Blog 7: Evolution Continued

In looking at the history of our species, up to the modern human, it is clear to see that evolution plays a large part in how humans look and function today. Before this class, I had some idea of how large of a role evolution played in how modern humans behave and why, but after taking this course I understand the process of evolution much better. Evolution has definitely lead to many changes in the human species over millions of years, so it only makes sense that evolution continues today. However, since evolution usually takes many years to occur, it can be hard to spot exact instances of evolution, but it is not impossible.

When looking for evolution in modern humans, it is important to look at specific instances of mutations. Just because there are mutations in one certain human does not mean that it will lead to evolution, but evolution can come about from large scale mutations in a group of humans, or one mutation that transfers through generations. One of the examples we learned of this was how one gene that was protection against cardiovascular disease could be traced to a mutation in one specific man living in Italy. Because of this one mutation, several of his ancestors carried this gene and, if they reproduce in the future, this could lead to some sort of evolutionary trait, where people would be less prone to cardiovascular disease.

One example of a biological trait that points to evolution that I think is sometimes forgotten about, is the existence of the human appendix. Previously, the appendix was used to break down cellulose in a very highly leafy diet when leaves were the main staple of eating. Today, however, the appendix is pretty useless. In fact, many people have them taken out because they are actually a detriment to our health. Another example of a biological trait that humans no longer have a need for is our tailbone, or the coccyx. It is basically what is left of a tail, when our ancestors had one. This is another example of evolution because a long time ago we needed this feature in our bodies, however today it does not really serve a function because our bodies and lives have changed.

I think the most helpful and maybe the most obvious trait that is evolving in humans is our resistance to disease. Previously, most death occurred because of disease and wounds that our ancestors did not know how to treat and heal. This meant that live spans were incredibly short, because people were mainly dying from disease. Today, however, not only do we have very advanced medicines to keep this from happening, but we also just have evolved to have stronger immune systems that keep us from dying from many diseases. For example, a couple hundred years ago, humans could die simply from catching the common cold. Today, though, this is relatively uncommon and even if one does not take medicine they are most likely to be fine if they just wait it out. This type of resistance to disease is a very common example of evolution and in the future we will definitely be able to see more of this.
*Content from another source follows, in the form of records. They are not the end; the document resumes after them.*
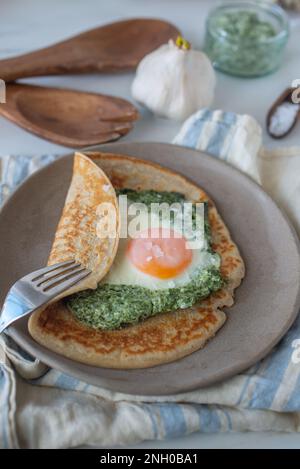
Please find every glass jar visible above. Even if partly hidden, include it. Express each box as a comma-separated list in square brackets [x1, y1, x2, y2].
[205, 2, 289, 77]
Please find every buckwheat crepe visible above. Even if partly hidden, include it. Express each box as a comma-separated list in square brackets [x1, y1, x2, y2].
[29, 153, 245, 369]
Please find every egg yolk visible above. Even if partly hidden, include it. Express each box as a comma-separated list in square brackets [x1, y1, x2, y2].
[127, 228, 192, 279]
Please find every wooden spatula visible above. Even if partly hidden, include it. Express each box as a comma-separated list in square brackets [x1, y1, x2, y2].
[0, 19, 179, 82]
[0, 83, 138, 148]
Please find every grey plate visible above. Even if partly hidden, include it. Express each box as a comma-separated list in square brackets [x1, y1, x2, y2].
[0, 143, 300, 395]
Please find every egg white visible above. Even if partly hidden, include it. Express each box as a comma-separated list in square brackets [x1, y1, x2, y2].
[101, 202, 220, 290]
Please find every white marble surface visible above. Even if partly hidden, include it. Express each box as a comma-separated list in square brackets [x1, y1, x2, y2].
[0, 0, 300, 448]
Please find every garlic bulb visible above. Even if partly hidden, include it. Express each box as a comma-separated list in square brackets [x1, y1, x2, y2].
[131, 37, 216, 120]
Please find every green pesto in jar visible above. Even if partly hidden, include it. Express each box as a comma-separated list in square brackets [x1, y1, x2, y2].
[65, 189, 224, 330]
[205, 6, 288, 77]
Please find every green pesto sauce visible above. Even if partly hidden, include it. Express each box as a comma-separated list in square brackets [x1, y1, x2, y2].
[66, 189, 224, 330]
[215, 11, 276, 42]
[68, 267, 223, 329]
[205, 10, 285, 76]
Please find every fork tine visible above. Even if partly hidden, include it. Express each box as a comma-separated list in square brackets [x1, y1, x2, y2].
[44, 269, 91, 297]
[38, 266, 86, 292]
[30, 259, 76, 282]
[37, 263, 83, 287]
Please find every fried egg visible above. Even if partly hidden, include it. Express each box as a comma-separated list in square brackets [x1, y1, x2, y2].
[101, 198, 220, 290]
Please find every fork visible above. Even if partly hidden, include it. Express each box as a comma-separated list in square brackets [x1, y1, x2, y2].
[0, 260, 91, 334]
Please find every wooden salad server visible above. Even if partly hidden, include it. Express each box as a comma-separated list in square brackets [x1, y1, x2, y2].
[0, 83, 138, 148]
[0, 19, 179, 82]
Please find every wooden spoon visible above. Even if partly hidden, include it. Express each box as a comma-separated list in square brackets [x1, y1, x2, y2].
[0, 19, 179, 82]
[0, 83, 138, 147]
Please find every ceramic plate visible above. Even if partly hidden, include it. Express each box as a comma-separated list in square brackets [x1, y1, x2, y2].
[0, 143, 300, 395]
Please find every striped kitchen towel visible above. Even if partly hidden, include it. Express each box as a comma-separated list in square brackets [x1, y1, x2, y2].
[0, 110, 300, 448]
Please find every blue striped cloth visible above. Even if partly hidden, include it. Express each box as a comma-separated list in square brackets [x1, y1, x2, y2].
[0, 110, 300, 448]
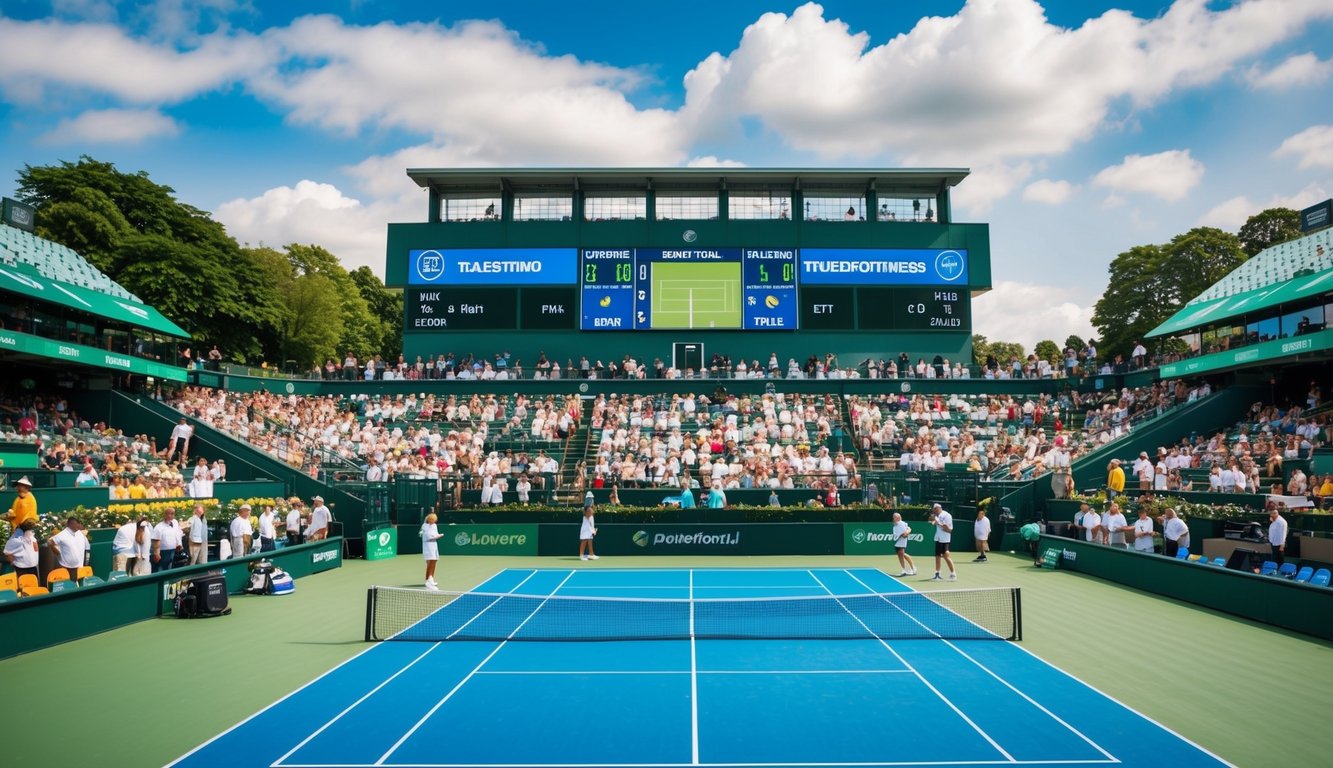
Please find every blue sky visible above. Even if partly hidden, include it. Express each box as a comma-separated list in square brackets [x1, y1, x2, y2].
[0, 0, 1333, 347]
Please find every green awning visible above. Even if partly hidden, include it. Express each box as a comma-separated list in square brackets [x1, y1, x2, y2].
[0, 265, 189, 339]
[1148, 269, 1333, 339]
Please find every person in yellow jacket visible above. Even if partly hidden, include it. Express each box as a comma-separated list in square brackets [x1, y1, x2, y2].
[5, 477, 37, 529]
[1106, 459, 1125, 501]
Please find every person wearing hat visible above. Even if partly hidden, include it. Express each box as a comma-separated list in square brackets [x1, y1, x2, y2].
[305, 496, 333, 541]
[579, 491, 597, 560]
[1106, 459, 1125, 501]
[49, 517, 92, 579]
[228, 504, 255, 557]
[5, 476, 37, 529]
[4, 520, 37, 576]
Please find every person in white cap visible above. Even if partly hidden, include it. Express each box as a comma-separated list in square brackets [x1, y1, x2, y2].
[305, 496, 333, 541]
[229, 504, 255, 557]
[5, 476, 37, 531]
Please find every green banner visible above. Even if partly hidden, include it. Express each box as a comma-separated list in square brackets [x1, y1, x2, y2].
[365, 528, 399, 560]
[0, 331, 185, 381]
[440, 524, 537, 555]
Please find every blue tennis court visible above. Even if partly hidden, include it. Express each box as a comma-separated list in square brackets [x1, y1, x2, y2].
[173, 568, 1226, 768]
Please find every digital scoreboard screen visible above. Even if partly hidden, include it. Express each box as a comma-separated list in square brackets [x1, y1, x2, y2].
[404, 245, 972, 332]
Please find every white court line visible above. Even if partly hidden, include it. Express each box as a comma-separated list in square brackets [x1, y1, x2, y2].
[375, 571, 575, 765]
[848, 573, 1118, 761]
[689, 568, 698, 765]
[810, 569, 1017, 763]
[164, 568, 519, 768]
[273, 571, 537, 765]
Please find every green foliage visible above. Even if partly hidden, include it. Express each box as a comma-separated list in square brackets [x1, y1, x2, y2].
[1237, 208, 1301, 256]
[1032, 339, 1061, 364]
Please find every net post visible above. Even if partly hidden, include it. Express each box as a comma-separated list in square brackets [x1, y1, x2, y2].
[365, 587, 379, 643]
[1013, 587, 1022, 643]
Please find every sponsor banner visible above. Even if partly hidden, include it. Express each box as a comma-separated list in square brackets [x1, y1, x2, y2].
[408, 248, 579, 285]
[0, 331, 185, 381]
[440, 524, 537, 556]
[541, 525, 842, 557]
[800, 248, 968, 285]
[365, 528, 399, 560]
[310, 541, 343, 573]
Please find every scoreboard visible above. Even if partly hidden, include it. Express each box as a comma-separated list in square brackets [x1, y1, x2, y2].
[404, 247, 972, 332]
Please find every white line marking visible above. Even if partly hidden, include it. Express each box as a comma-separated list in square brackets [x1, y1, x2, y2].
[810, 569, 1017, 763]
[375, 571, 575, 765]
[689, 568, 698, 765]
[173, 568, 536, 768]
[273, 571, 537, 767]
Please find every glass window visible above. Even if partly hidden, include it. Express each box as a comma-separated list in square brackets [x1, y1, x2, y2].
[805, 195, 865, 221]
[876, 197, 934, 221]
[440, 197, 500, 221]
[657, 193, 718, 221]
[726, 193, 792, 219]
[513, 195, 575, 221]
[584, 195, 648, 221]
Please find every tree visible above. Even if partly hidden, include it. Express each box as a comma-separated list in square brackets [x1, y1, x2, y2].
[1238, 208, 1301, 256]
[1032, 339, 1060, 364]
[351, 267, 403, 360]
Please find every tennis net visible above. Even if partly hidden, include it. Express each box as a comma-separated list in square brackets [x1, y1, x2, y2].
[365, 587, 1022, 643]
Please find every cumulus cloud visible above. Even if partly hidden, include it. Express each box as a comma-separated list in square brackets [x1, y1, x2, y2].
[1245, 53, 1333, 89]
[1273, 125, 1333, 169]
[1198, 181, 1329, 232]
[39, 109, 180, 144]
[213, 180, 399, 277]
[1092, 149, 1204, 203]
[682, 0, 1333, 164]
[972, 280, 1096, 352]
[1022, 179, 1074, 205]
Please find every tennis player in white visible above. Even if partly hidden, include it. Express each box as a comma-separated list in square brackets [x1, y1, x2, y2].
[579, 492, 597, 560]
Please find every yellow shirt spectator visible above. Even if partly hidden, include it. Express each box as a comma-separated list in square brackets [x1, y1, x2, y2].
[5, 477, 37, 529]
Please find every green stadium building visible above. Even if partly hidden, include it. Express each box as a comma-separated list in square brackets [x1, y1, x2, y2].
[385, 168, 990, 371]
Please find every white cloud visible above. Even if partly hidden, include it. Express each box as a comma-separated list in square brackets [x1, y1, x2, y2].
[1092, 149, 1204, 203]
[1022, 179, 1076, 205]
[682, 0, 1333, 164]
[1273, 125, 1333, 169]
[0, 17, 273, 104]
[1198, 181, 1329, 232]
[1245, 53, 1333, 89]
[972, 280, 1096, 352]
[213, 180, 399, 277]
[39, 109, 180, 144]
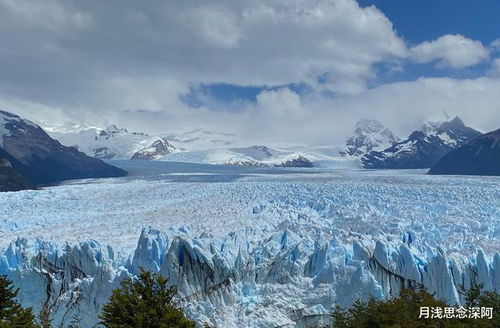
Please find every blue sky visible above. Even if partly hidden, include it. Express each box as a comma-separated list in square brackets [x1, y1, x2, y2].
[181, 0, 500, 111]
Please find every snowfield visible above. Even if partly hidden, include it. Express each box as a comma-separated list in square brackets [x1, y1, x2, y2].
[0, 161, 500, 327]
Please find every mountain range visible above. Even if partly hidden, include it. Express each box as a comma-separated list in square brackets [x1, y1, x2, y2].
[50, 125, 177, 160]
[361, 117, 481, 169]
[429, 129, 500, 175]
[0, 111, 126, 189]
[340, 119, 399, 157]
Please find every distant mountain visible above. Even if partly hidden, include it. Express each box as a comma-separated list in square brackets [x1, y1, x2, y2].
[0, 157, 36, 191]
[0, 111, 126, 184]
[165, 129, 237, 150]
[51, 125, 177, 160]
[429, 129, 500, 175]
[340, 119, 399, 156]
[361, 117, 481, 169]
[161, 146, 314, 167]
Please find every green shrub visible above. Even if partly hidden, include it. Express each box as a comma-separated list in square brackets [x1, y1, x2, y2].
[99, 270, 195, 328]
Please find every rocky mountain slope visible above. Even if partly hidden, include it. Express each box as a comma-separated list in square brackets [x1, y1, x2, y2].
[340, 119, 399, 156]
[361, 117, 481, 169]
[0, 111, 126, 184]
[429, 129, 500, 175]
[51, 125, 177, 160]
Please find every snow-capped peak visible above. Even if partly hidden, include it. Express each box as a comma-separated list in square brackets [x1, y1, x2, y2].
[51, 124, 176, 159]
[341, 118, 399, 156]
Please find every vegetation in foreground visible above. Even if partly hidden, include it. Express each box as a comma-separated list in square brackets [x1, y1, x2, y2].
[0, 271, 500, 328]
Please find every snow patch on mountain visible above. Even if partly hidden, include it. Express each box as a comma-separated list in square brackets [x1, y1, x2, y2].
[49, 125, 178, 159]
[165, 129, 239, 151]
[160, 146, 313, 167]
[361, 117, 481, 169]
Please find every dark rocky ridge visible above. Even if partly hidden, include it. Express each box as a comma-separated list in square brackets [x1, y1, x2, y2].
[361, 117, 481, 169]
[0, 111, 127, 185]
[429, 129, 500, 175]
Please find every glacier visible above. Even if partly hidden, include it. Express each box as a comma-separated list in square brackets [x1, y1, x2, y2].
[0, 163, 500, 327]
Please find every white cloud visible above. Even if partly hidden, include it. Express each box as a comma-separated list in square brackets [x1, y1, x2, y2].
[490, 38, 500, 51]
[0, 0, 500, 144]
[409, 34, 489, 68]
[257, 88, 308, 118]
[181, 6, 242, 48]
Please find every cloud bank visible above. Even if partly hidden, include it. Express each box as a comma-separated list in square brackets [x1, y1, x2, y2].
[0, 0, 500, 143]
3 thoughts on “Blog 7: Evolution Continued

  1. Originally, we all had brown eyes. But about 10,000 years ago, someone who lived near the Black Sea developed a genetic mutation that turned brown eyes blue. While the reason blue eyes have persisted remains a bit of a mystery, one theory is that they act as a sort of paternity test. “There is strong evolutionary pressure for a man not to invest his paternal resources in another man’s child,” says the lead author of a study on the development of our baby blues. Because it is virtually impossible for two blue-eyed mates to create a brown-eyed baby, our blue-eyed male ancestors may have sought out blue-eyed mates as a way of ensuring fidelity. This would partially explain why, in a recent study, blue-eyed men rated blue-eyed women as more attractive compared to brown-eyed women, whereas females and brown-eyed men expressed no preference.

  2. Hello! I like you post. Your blog article is very well organized, and you brought up specific examples when you try to explain something. I agree with you that when looking for evolution in modern humans, we should look at specific instances of mutations. Not only mutations but other natural factors, such as the environment. Remember how the icy environment profoundly influenced the Neanderthals? We should take into account of every possible clue when we are trying to solve the puzzle of human evolution. But things will be much complicated in the future because we have developed strong technology, which could significantly impact our offspring, especially some genetic technologies. I hope we can create the perfect human genetically in the future! Overall, good job on your post, I enjoyed reading it.

  3. I agree evolution has played such a key role in how we interact and function in our everyday life. Everything from how we brush our teeth to how we throw a football. It has even had an influence on how we have funerals in our lives today. It is crazy to think that Neanderthals held funeral services, it just tells you how important life has always been. That is a very good point it is definitely hard to pinpoint an exact instance or example of evolution but they are out there and when you see one it is very special. I did not know that we don’t need our tailbone anymore that is very interesting. That makes sense though since we don’t use tails now obviously.